Típico filme experimental que se propõe a uma experiência audiovisual imersiva. Logo no início, sobem letreiros que explicam sua proposta, ações como assisti-lo de olhos fechados ou projetar o filme no rosto do espectador, soa como uma aventura desconhecida e bastante interessante.

O filme inicia-se de forma tranquila, com cores fortes que tomam conta de toda a tela, mas a medida que a música que o guia vai crescendo, as brincadeiras visuais vão mudando e se expandindo. “Fataurex” é um filme que quebra a lógica da narrativa convencional e serve, conforme ele mesmo se define, como uma experiência, algo totalmente válido, tal como eram os filmes do cineasta Stan Brakhage.

Tantão e os Fita (Lá Vem a Direção), de Gabraz, RJ, 4 min.

Só a MFL para levar ao público uma experiência audiovisual tão estranha como a apresentada em “Tantão e os Fita (Lá Vem a Direção)“. Tantão é uma figura lendária do underground carioca, ele é um músico experimental e artista plástico, e seu grupo Tantão e os Fita realiza uma música tão perturbadora que é difícil de se explicar, só a voz cavernosa de Tantão já vale a audição.

O filme apresentado, que contém as músicas “Lá Vem a Direção” e “Oi Cat“, consegue ser mais assustador do que as canções de Tantão, criando uma identidade visual para um sentimento inexplicável que essas composições trazem. Realizado com uma câmera na mão nas ruas do Rio de Janeiro, vemos várias crianças, provavelmente em situação de rua, que interagem com a câmera, as fazendo parecer parte daquele universo caótico das músicas. As repetições de versos como “vem comigo, vem pra rua” mescladas aos rostos das crianças é mórbido, mas nem por isso menos revelador.

Bruma, de Matheus Parizi, SP, 15 min.

O último filme da noite foi “Bruma” de Matheus Parizi, que conta a história de uma jovem que foge de São Paulo em um carro com seu amigo. No caminho, eles param em vários lugares, que vão intensificando seus sentimentos confusos.

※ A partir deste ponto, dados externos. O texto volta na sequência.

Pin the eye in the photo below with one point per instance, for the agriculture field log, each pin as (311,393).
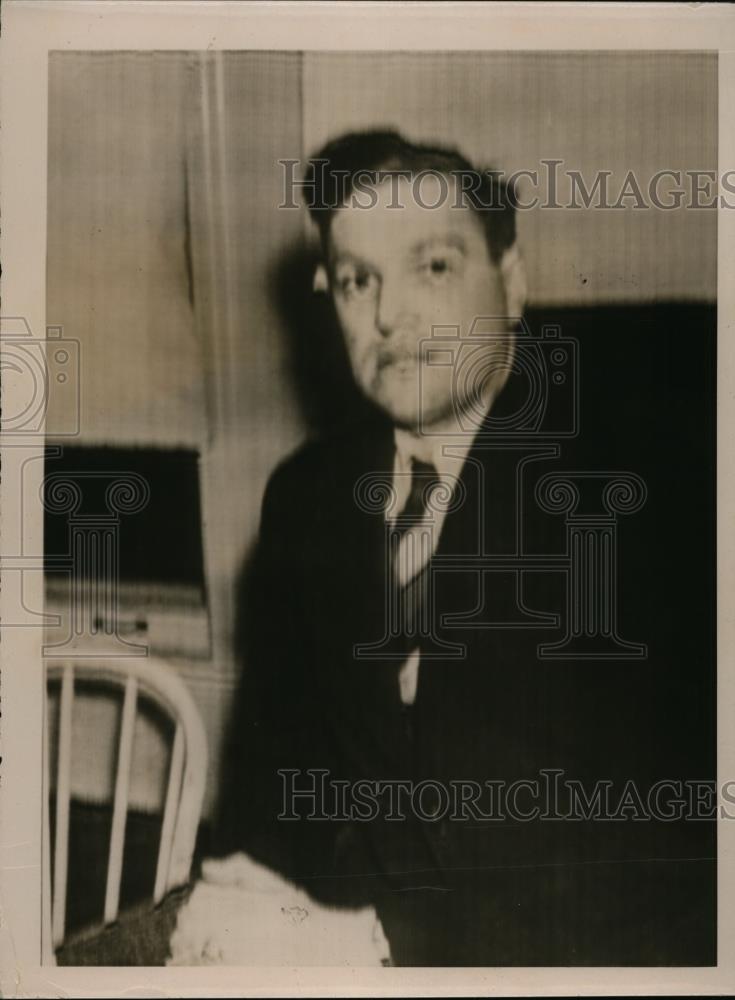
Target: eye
(439,268)
(356,282)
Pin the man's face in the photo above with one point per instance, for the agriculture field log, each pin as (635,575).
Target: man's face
(396,273)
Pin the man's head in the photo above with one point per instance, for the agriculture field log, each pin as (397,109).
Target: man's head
(415,238)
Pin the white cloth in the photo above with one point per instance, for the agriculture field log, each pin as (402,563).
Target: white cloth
(447,454)
(242,913)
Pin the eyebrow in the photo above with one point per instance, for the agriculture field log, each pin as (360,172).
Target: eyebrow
(446,239)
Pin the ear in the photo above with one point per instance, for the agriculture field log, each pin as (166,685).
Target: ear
(321,279)
(513,273)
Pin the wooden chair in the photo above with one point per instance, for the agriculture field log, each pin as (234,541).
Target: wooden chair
(138,678)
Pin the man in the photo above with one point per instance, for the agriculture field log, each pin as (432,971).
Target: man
(396,637)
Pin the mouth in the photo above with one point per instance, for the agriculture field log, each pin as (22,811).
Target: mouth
(401,362)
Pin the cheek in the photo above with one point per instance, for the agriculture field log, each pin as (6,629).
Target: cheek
(358,333)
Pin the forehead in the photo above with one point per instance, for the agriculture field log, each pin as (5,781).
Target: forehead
(407,216)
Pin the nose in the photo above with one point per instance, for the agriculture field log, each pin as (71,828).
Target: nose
(393,310)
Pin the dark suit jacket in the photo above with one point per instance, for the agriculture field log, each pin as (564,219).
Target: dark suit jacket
(505,892)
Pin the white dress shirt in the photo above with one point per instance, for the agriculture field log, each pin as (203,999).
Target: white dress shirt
(447,453)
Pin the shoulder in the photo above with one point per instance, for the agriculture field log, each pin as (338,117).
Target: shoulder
(322,467)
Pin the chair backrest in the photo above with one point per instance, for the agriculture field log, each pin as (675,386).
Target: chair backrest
(158,682)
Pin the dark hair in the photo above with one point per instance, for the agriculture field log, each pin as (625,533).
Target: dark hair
(332,174)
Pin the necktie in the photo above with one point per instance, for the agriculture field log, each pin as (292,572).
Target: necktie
(411,548)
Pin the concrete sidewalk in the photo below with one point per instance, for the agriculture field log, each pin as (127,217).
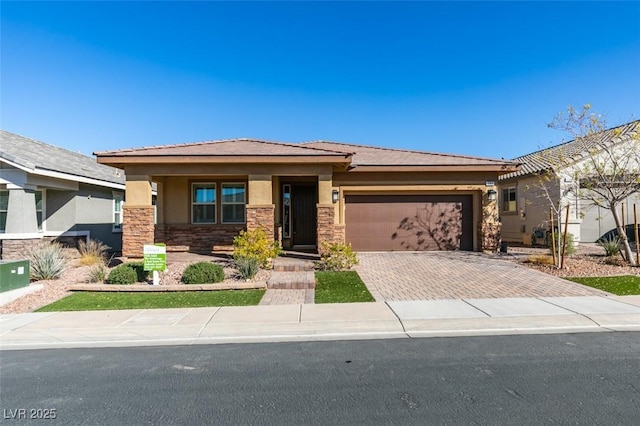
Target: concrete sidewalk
(304,322)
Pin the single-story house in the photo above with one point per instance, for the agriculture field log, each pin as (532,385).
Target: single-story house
(51,193)
(525,207)
(306,194)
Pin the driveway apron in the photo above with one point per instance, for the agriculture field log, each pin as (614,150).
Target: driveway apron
(457,275)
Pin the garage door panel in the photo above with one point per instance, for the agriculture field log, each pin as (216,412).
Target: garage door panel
(409,222)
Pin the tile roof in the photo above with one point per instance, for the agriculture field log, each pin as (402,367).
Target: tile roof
(38,157)
(360,155)
(377,156)
(572,151)
(229,147)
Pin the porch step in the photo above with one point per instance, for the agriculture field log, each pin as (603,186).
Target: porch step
(288,264)
(290,280)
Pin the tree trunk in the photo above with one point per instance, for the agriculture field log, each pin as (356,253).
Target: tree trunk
(622,234)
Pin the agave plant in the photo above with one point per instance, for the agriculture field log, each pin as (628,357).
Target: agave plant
(610,244)
(48,261)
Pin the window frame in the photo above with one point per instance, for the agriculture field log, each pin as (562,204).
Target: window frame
(506,200)
(41,219)
(6,212)
(234,203)
(214,203)
(115,225)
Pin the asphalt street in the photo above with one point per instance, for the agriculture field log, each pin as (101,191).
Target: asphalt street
(588,378)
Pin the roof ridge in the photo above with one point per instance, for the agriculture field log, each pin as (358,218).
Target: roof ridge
(215,141)
(441,154)
(48,144)
(602,132)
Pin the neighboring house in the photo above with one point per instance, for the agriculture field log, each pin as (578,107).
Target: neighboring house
(307,194)
(524,206)
(51,193)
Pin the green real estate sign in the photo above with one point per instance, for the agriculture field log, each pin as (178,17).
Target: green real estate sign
(155,257)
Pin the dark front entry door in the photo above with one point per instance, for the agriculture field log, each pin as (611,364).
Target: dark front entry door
(304,215)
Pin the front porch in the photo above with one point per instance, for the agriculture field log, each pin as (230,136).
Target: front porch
(295,210)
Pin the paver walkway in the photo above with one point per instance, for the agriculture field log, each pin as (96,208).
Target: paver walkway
(292,282)
(399,276)
(287,297)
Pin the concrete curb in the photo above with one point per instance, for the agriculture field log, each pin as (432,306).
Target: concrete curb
(294,323)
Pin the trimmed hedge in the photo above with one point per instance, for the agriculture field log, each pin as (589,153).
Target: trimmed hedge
(122,274)
(203,273)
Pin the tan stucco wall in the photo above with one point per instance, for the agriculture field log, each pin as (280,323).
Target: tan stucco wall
(260,190)
(138,190)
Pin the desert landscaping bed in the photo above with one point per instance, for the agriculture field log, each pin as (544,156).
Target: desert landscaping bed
(77,275)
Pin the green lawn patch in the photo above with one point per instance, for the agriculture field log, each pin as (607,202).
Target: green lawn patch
(341,287)
(97,301)
(623,285)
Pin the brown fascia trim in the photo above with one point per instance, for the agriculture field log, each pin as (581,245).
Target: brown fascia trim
(117,160)
(438,168)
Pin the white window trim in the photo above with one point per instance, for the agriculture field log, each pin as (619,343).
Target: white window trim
(215,203)
(44,210)
(243,203)
(117,194)
(2,231)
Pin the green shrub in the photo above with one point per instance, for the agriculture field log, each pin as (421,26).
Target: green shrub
(138,268)
(98,273)
(255,244)
(571,247)
(47,261)
(203,273)
(122,274)
(93,252)
(337,257)
(610,244)
(614,260)
(247,267)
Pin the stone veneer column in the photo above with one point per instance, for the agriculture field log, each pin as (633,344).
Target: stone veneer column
(326,225)
(489,229)
(137,229)
(261,216)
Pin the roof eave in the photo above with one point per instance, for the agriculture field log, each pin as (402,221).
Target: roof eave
(500,168)
(120,161)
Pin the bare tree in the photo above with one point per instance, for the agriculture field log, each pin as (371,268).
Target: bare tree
(604,165)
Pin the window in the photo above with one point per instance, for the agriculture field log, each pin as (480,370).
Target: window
(39,209)
(203,203)
(509,199)
(4,207)
(286,211)
(233,203)
(118,202)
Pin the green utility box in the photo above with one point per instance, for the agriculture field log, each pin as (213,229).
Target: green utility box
(14,274)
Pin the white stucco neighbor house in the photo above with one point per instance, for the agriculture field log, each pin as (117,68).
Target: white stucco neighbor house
(524,206)
(50,193)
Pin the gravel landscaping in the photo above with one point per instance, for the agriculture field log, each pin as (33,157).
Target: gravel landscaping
(588,262)
(76,274)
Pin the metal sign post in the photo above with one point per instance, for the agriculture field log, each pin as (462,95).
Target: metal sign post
(155,259)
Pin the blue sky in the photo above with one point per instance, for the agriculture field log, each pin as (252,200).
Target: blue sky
(477,78)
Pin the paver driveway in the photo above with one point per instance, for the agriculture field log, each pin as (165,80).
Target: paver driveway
(457,275)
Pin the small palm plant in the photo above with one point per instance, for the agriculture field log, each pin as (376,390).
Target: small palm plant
(610,244)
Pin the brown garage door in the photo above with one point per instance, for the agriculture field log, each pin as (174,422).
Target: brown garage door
(409,222)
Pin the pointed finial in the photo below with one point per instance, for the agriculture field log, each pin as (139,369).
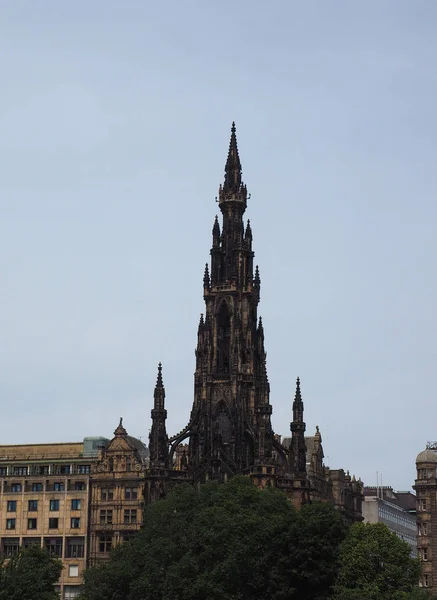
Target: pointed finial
(233,187)
(120,430)
(159,382)
(257,280)
(297,395)
(206,279)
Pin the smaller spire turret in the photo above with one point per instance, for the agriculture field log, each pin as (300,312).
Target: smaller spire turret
(158,439)
(216,233)
(120,430)
(206,278)
(257,279)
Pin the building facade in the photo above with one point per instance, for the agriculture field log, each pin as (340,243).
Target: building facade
(383,505)
(229,429)
(44,492)
(426,508)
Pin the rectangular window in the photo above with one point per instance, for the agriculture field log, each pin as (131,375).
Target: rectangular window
(107,494)
(73,570)
(75,547)
(42,470)
(20,471)
(105,543)
(131,493)
(27,542)
(54,505)
(105,517)
(53,546)
(130,516)
(10,546)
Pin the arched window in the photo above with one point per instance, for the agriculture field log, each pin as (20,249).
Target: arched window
(223,339)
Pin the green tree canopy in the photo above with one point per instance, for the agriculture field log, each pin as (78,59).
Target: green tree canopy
(375,565)
(224,542)
(29,575)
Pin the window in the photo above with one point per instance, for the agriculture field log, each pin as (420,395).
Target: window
(20,471)
(54,546)
(54,505)
(131,493)
(27,542)
(42,470)
(130,516)
(10,546)
(105,543)
(105,517)
(107,494)
(71,592)
(73,570)
(75,547)
(63,469)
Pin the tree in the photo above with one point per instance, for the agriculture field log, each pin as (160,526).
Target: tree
(224,542)
(375,565)
(30,574)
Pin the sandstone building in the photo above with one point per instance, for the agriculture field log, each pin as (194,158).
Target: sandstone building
(426,504)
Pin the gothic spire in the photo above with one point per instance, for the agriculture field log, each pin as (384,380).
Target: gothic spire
(297,427)
(206,280)
(158,439)
(233,187)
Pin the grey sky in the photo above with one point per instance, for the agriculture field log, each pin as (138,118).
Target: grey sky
(114,126)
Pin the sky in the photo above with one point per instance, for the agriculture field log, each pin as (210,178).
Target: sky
(114,127)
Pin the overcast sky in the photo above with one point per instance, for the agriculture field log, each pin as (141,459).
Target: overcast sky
(114,127)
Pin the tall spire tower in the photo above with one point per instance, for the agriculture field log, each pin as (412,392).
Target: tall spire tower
(230,419)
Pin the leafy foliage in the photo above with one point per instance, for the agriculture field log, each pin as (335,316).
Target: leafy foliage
(29,574)
(376,565)
(224,542)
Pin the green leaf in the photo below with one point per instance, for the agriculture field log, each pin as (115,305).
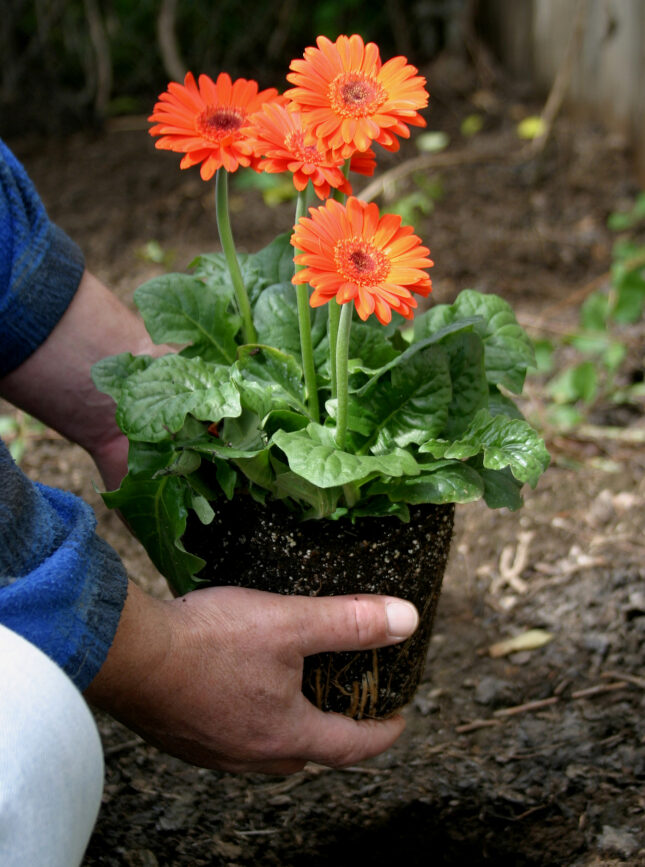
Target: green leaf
(276,320)
(501,489)
(269,379)
(156,513)
(579,382)
(595,312)
(408,407)
(507,349)
(630,295)
(452,482)
(322,502)
(281,419)
(502,441)
(500,404)
(465,352)
(369,349)
(109,374)
(179,308)
(155,401)
(418,346)
(313,454)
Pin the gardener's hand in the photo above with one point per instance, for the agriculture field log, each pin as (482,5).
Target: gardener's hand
(55,382)
(214,677)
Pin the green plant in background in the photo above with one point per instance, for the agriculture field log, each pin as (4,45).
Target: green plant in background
(594,377)
(16,429)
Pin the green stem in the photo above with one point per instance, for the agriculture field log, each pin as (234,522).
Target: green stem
(334,310)
(304,324)
(342,382)
(333,314)
(228,246)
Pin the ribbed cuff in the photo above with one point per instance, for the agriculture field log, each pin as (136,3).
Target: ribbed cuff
(40,299)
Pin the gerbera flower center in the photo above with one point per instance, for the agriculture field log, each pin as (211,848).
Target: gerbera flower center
(215,123)
(360,262)
(356,95)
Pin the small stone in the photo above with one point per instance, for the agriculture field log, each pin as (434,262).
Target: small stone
(618,840)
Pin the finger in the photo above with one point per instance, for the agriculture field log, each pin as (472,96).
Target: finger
(360,622)
(337,741)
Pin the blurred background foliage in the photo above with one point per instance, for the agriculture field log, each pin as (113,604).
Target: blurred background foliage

Apesar do roteiro do filme buscar uma profundidade que dificilmente é transmitida pelos atores, é interessante de se observar como a sua cinematografia é trabalhada. O tom angustiante que permeia o filme é sentida nas escolhas das locações e no tom frio da fotografia, que aliás, usa da câmera na mão para injetar mais instabilidade na trama, que reforçam os sentimentos do personagens.

Além disso, o filme também é econômico em seus planos, conseguindo driblar o habitual plano e contra-plano somente com a câmera na mão, sem precisar da montagem para isso, o que dá ao filme um aspecto orgânico e, principalmente de continuidade, o que é tão importante para a proposta de desconforto gradual que os personagens sentem.